By Jerry Dawson
Milton Friedman, champion of laissez-faire economics, would have been a fan of secondary ticket markets, but the “Moms 4 Bieber” are not.
The late Friedman might have noted that the most popular concert tickets should be sold wherever supply and demand dictate, and scalpers can only drive up prices because fans will pay.
But this logic doesn’t resonate with the “Moms 4 Bieber”—a group (now with non-profit status) for parents of Justin Bieber fans who are angry about the incredibly high prices of the Beebs’ recent concert tickets. A spokesman for the group was quoted in U.S. News saying, “The rich kids will see Justin and the poor kids won’t.”
Like these moms, many fans are left feeling that the ticket price inflation for big-name acts allowed in part by sites like Stubhub and TicketsNow, however economically sound, is unfair.
Profit-driven ticket brokers will continue to find ways to sell the most tickets for the highest price, but fans and artists can act to make the best of the situation.
What Fans Can Do
Not every fan can shell out the cash for in-demand secondary market tickets. And while there are fewer primary tickets available now than ever before, there are several ways to get tickets at or near face value without going through secondary markets. The two best bets: join a fan club, or participate in credit card pre-sales (like those from American Express).
For the fan that has his or her sights set on that one hot-ticket show (Taylor Swift, U2, Lady Gaga, Bruce Springsteen), joining a fan club is a smart move to increase the chances of scoring tickets. Ticket availibility through a fan club differs greatly with each genre of music. As Jason Koebler describes in his U.S. News article on Justin Bieber tickets, about ten percent of tickets for an average concert are sold through fan clubs, usually in the form of pre-sales. For an artist like Phish, Dave Matthews Band or Pearl Jam, who all have extensive, “community”-style fan bases, fan club tickets may comprise as much of fifty percent of all tickets sold.
Whether you are looking to believe in the Beebs or jam with Phish and DMB, joining a fan club is a wise option for the savvy ticket buyer.
For the fan that loves seeing shows, but doesn’t have one must-see act, participating in credit card pre-sales may be the best move. A quick search of the pre-sale tickets available through American Express yields available seats for Aerosmith with Cheaptrick, Kenny Chesney and even the overnight sensation One Direction.
While credit cards like American Express often come with yearly fees, the dedicated concertgoer may find that a one-time fee is financially smarter than returning to the secondary market repeatedly throughout the year.
What Artists Should Do
Artists will need to keep the ticket-buying fans happy in order to maintain the massive growth that the concert ticket industry has experienced over recent years.

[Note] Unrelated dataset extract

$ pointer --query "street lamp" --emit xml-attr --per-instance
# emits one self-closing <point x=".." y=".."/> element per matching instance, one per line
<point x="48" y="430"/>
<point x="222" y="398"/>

In a recent article from Forbes.com, Timothy B. Lee explains, “From 1999 to 2009, concert ticket sales in the U.S. tripled from $1.5 billion to $4.6 billion.” This offsets the loss in record sales that big record companies experience as digital music platforms grow.
As more cases of artist complicity in secondary-seller controversies emerge, all musicians may need to become more vocal in describing how they will make it possible for the average fan to see a show. Fortunately for fans, some already are acting with the ticket buyer in mind.
The often-progressive Radiohead experimented with a two-ticket limit and will-call only tickets for recent shows in order to limit the secondary market’s effect on ticket prices. While some critics say that it is a fan’s right to resell tickets at his/her chosen price, Radiohead’s actions are pro-fan in a time when the concert industry is not.
Bruce Springsteen has tried to combat online scalpers by requiring fans to bring with them the credit card they used to buy tickets. This comes after two previous Springsteen ticket debacles: fans tried to buy still-available face value tickets from Ticketmaster in 2009, but were immediately directed to higher-priced tickets at the secondary site TicketsNow; ticket sites selling Springsteen’s tickets were also jammed in January 2012 when scalpers “attacked” the sites, trying to maximize ticket purchases.
There are drawbacks to any action that limits the “free market” aspect of ticket sales as they currently exist, but any steps taken by artists to keep the tickets in the hands of fans are steps in the right direction.
A Battle of Attrition
Ticket brokers, both primary and secondary, have a financial incentive to act in less than savory ways when it comes to deciding when to offer face value tickets and how many to offer. Even so, an educated consumer with the help of a loyal artist just may be able to have his free market, and his Justin Bieber tickets, too.